Two UC Berkeley doctoral candidates, one with a passion to cure Alzheimer’s disease and another with a goal to understand cell growth, received the opportunity to further their research through the Schmidt Science Fellowship’s $100,000 stipend.
According to Schmidt Science Fellows Director of Strategic Operations and Fellowship Affairs Matt Goode, former Google CEO Eric Schmidt and his wife Wendy Schmidt launched the program in 2017. In partnership with the Rhodes Trust, the initiative of Schmidt Futures is to develop leaders in science.
“The Schmidt Science Fellows program believes in a world where interdisciplinary science flourishes without limit, accelerating discoveries to benefit the world, and driving innovation that improves quality of life for all,” Goode said in an email.
After candidates for the fellowship are nominated by their doctoral-awarding institutions, a panel of experts conducts an evaluative academic review and interview, Goode added. The panel looks for candidates with a strong academic record along with a curious, innovative and collaborative attitude that aims to effect positive change through science leadership.
Among 28 fellows, Trevor GrandPre and Rebecca Pinals were selected according to these criteria. GrandPre plans to use machine learning to produce a model that investigates the relationship between cell metabolic activity and growth rate.
“It remains a mystery how cells maintain growth-rate homeostasis that is associated with balanced growth,” GrandPre said in an email. “Developing deep understanding on this subject will provide insight into how cells counteract dynamical changes in metabolism to maintain homeostasis in their growth rate. This intuition will be impactful in particular to designing antibiotics that target the production of the bacterial cell wall, such as penicillin.”
Pinals, who was nominated for the fellowship by her doctorate adviser, will develop nanosensors and models of human brain tissue to investigate Alzheimer’s disease, a neurodegenerative disease that affects more than 6 million Americans.
While there is no cure, the disease is usually diagnosed and treated after significant brain damage occurs. Pinals, however, plans to take a different approach.

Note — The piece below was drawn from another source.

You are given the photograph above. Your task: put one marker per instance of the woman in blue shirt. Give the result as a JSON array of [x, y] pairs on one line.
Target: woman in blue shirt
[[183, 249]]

“Through my research, I aim to understand the spatial, temporal, and chemical dynamics in the brain before the onset of Alzheimer’s Disease symptoms,” Pinals said in an email. “This insight will be critical for developing effective treatment strategies, and ultimately, a cure for this devastating disease.”
Goode noted that this year, Schmidt Science Fellows increased flexibility with the eligibility window due to the COVID-19 pandemic in addition to holding final interviews virtually.
Schmidt Science Fellows and the Rhodes Trust will further develop the community of fellows and alumni through an annual fellowship conference, international recruitment and interdisciplinary science initiatives.
“The fellowship gives the world’s best aspiring scientific minds a broader perspective, the ability to engage in an interdisciplinary way, and the opportunity to make a lasting impact on society,” Goode said in the email.